Abraham Gronovius, Iustini Historiae Philippicae (Leiden, Luchtmans, 1760). Museum De Lakenhal, Leiden, no. 836 (cropped).
Eighteenth-century Europe numbered literally hundreds of publisher-booksellers, yet only a handful of their business archives have been preserved. Among the extant archives, one of the most complete is that of the Leiden-based Luchtmans firm, that ranked among the largest publisher-booksellers in Europe, and covering the years 1683-1848. Comprising eleven meters of archival material in the Amsterdam University library, it is the most comprehensive source for the history of the Dutch book trade in the long eighteenth century. The documents in the archive shed light on various aspects of the book trade, including books published, authors with whom the firm collaborated, business correspondence, and financial transactions.
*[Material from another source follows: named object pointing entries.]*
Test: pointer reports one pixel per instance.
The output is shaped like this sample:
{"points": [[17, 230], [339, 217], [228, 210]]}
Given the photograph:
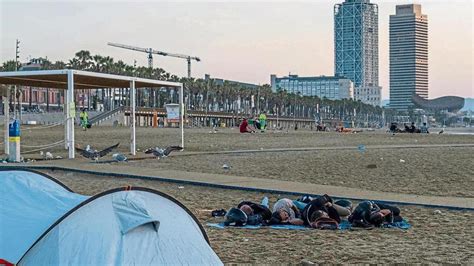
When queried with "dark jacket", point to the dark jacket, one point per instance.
{"points": [[361, 215], [319, 204], [259, 209]]}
The most striking material is however made up of the private client books, documenting circa 285,500 transactions (sales of a title involving Luchtmans and another identifiable private client on a given date) in the Dutch Republic, across an estimated 5,000 to 6,000 private accounts.
These private client books can be used to explore community formation among the private clients of the Luchtmans firm, in a diachronic, comparative perspective. Behind every individual client, there emerge (family) networks of readers, interpretive communities, and patterns of book acquisition. This research will demonstrate how the data on Luchtmans private clients can help us trace changes in book acquisition patterns over an extended period, viewing these within a multi-generational framework, whereby different, overlapping networks can be offset, such as households, kinship networks, and professional and religious communities.
This project is part of the main project Civic fictions. Modelling book-reader interactions in the Age of Revolution, c. 1760-1830 (P.I. Prof. dr. Alicia Montoya).